Auf der Stirn des Mannes bildeten sich vor lauter Nervosität Schweißperlen. Offensichtlich war er völlig fertig.
JW grinste.
Als sich der Tag dem Ende zu neigte, wirkte der Guide extrem verängstigt. Sein Blick flackerte, wahrscheinlich befürchtete er, dass jeden Moment ein Bobby um die nächste Ecke biegen und ihn einbuchten würde. Sie bedankten sich bei ihm und gaben ihm ein ordentliches Trinkgeld.

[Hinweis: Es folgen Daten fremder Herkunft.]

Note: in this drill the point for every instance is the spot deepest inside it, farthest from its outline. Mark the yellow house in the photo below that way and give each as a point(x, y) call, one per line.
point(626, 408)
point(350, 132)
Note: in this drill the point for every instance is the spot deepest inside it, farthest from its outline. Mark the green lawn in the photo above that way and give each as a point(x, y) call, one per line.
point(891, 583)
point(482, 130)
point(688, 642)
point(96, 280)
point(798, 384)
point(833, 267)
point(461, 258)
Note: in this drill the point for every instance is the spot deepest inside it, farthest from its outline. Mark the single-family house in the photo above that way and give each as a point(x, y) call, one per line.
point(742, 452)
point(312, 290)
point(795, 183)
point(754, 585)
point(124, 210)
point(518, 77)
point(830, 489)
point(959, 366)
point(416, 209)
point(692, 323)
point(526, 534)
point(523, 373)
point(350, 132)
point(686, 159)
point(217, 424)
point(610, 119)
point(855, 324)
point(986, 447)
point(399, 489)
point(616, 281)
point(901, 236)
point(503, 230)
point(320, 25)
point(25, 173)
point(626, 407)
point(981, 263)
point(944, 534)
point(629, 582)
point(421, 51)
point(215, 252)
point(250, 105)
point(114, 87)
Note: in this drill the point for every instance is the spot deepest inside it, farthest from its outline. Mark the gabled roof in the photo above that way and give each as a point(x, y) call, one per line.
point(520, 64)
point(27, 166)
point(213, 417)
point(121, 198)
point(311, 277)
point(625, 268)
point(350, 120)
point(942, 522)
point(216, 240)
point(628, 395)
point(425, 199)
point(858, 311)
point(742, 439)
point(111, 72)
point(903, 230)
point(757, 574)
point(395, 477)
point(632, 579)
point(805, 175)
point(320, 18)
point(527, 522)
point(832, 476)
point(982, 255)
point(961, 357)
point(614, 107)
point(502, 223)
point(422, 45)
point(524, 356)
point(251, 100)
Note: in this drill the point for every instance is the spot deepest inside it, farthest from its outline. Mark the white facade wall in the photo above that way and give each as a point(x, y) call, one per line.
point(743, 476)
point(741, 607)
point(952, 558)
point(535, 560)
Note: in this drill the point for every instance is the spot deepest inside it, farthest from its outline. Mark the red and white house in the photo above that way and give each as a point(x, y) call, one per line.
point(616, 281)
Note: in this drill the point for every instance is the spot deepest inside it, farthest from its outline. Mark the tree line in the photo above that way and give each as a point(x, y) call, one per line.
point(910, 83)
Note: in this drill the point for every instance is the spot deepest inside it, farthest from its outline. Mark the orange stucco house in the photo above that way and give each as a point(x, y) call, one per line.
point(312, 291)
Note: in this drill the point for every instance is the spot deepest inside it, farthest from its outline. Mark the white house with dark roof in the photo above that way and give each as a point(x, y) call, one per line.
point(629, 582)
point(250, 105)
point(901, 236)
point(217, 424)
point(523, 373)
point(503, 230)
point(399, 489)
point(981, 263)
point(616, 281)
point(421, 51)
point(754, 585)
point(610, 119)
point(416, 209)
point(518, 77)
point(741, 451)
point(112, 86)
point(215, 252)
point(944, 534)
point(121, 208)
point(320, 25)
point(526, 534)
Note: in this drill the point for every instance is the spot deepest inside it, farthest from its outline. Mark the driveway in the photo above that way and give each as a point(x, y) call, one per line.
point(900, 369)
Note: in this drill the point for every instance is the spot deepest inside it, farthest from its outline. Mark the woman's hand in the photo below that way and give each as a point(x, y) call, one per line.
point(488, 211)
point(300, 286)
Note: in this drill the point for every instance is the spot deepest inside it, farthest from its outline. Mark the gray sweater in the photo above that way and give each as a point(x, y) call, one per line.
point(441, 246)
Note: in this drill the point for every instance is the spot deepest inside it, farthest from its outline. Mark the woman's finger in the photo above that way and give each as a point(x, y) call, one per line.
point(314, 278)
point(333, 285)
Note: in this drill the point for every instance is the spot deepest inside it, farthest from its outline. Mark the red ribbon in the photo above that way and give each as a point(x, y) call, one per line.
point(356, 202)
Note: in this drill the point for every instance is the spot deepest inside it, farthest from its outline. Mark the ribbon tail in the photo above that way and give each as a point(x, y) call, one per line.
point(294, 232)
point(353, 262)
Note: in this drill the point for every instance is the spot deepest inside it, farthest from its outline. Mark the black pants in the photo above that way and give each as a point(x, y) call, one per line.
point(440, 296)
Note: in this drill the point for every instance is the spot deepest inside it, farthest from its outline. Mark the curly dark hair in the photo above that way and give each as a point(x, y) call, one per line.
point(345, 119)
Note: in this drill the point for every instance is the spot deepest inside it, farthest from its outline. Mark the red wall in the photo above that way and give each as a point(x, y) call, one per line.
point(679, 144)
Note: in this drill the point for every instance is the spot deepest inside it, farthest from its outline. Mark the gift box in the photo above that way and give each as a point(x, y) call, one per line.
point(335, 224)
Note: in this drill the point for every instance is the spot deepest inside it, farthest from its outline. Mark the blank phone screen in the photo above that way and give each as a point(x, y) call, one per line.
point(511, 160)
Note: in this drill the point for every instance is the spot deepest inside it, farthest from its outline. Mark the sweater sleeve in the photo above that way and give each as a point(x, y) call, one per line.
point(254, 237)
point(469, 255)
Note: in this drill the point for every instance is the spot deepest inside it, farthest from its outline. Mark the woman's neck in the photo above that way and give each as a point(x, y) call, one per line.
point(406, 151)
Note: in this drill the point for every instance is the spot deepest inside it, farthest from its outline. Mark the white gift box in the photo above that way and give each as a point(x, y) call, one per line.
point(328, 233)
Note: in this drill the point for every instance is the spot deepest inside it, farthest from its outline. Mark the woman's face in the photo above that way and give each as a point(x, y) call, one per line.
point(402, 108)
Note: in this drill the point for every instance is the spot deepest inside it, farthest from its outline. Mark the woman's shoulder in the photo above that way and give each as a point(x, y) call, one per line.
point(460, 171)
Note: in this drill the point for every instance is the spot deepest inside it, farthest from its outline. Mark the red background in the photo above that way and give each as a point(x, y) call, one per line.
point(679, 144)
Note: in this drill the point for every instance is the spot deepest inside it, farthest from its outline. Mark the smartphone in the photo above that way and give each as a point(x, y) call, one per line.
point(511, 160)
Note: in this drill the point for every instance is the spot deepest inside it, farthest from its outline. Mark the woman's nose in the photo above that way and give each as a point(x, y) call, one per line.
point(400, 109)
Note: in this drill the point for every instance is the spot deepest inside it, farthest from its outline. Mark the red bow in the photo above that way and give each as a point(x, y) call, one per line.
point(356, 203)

Bevor sich ihre Wege trennten, fragte Abdulkarim noch: »Wir haben heute Abend vor, ins Hothouse Inn zu gehen. Hätten Sie Lust, uns zu begleiten?«
The Hothouse Inn: JW hatte Tickets besorgt. Es handelte sich um einen der teuersten Nachtclubs in ganz Soho.
Das Verrückte – der Typ sagte zu.
Abdulkarim zog eine Grimasse. »Oh. Ich hab nur einen Witz gemacht. Wir würden natürlich niemals dort hingehen. Solche Schweinereien. Schauen Sie sich so was etwa an?«
Der Guide wurde hochrot im Gesicht. Das rote Licht der Verkehrsampeln verblasste dagegen geradezu. Er machte auf dem Absatz kehrt und ging davon.
Sie prusteten los.
Tag zwei. JW , Abdulkarim und Fahdi fielen in die Shoppingmeilen ein.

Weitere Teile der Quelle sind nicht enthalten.